Myrna Kresh, has 30 years of experience working with emerging and established photographers. Formerly the Executive Director of the Advertising Photographers of New York, Myrna energized and expanded APNY’s Assistant and Emerging Photographer Programs and has a profound understanding of what it really takes to make it as a pro. Myrna is an industry insider, producing and representing visual artists, in their commercial and personal projects.
Dear Right Moves,
I can’t decide if it’s best to be a generalist and photograph all things, in all mediums, in all formats, from fashion to sports, or should I SPECIALIZE? What’s the best business decision? I’m just starting out and everything is open to me. HELP me decide.
At A Fork In The Road, Rochester, New York
Dear Fork in the Road,
Your question is should you generalize or specialize? My quick career answer is that you should specialize, with the caveat that you have the ABILITY and training to generalize if need be.
A general truth about the business of photography is that most photographers are hired for their approach to a SPECIALTY and sometimes it’s a SUB-specialty of that specialty.
Let’s say a pharmaceutical company needs a photographer for a campaign on a new migraine medicine.
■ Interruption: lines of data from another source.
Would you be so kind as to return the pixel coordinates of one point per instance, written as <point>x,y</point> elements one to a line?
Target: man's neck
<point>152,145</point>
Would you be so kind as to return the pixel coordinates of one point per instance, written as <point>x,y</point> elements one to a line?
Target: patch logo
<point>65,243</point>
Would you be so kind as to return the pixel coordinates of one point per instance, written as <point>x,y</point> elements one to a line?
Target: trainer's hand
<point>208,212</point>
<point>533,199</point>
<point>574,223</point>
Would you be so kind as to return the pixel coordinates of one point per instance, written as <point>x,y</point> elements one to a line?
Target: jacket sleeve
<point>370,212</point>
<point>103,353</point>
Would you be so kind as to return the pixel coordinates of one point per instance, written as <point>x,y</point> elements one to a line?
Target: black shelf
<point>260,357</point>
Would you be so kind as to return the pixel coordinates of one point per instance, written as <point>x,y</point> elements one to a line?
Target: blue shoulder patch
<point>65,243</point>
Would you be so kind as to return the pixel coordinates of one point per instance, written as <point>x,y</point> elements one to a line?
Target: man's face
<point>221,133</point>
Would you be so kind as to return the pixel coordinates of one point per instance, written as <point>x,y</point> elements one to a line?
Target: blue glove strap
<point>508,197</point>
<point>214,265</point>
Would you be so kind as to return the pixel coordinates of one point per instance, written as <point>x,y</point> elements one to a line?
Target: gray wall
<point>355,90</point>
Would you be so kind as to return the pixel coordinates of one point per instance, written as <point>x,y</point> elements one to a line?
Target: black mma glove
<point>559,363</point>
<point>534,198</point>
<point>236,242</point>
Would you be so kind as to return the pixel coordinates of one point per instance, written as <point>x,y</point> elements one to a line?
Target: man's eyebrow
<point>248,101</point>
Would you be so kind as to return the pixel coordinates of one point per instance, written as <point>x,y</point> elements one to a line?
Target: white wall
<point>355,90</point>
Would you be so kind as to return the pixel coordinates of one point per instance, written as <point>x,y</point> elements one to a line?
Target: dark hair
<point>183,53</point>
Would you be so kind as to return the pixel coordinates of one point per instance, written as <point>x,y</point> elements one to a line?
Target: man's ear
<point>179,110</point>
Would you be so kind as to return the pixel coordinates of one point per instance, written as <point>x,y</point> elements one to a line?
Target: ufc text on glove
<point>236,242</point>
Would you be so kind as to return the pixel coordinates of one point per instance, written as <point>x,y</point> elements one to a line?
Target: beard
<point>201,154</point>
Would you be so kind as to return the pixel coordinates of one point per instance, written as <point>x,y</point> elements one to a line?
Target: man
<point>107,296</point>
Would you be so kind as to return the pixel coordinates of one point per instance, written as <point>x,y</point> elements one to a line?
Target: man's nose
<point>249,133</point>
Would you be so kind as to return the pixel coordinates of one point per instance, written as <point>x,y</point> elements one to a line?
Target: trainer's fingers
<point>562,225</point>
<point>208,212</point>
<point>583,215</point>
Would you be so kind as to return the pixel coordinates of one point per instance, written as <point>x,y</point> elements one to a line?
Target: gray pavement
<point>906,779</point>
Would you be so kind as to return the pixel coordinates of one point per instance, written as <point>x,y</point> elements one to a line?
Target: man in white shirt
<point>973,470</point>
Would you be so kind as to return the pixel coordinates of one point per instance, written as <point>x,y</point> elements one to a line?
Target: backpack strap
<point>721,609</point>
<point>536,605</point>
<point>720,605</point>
They’ll look for a people, portrait, lifestyle photographer. Is it a man or woman they’ll be photographing? If it’s a lifestyle image, an image with more than one person, do they need a candid treatment or a more formal one? Each layer of the art buyer’s requirements eliminates another group of photographers and brings her/him to the 3 candidates who will be asked to bid on the job.
The three bids and portfolios are presented to their client and sometimes everyone is surprised and “a different direction” is chosen.
First and foremost, photograph what your heart demands. Photography is a challenging way to make a living, but it can be a delirious way to make a living if you’re making images that excite you.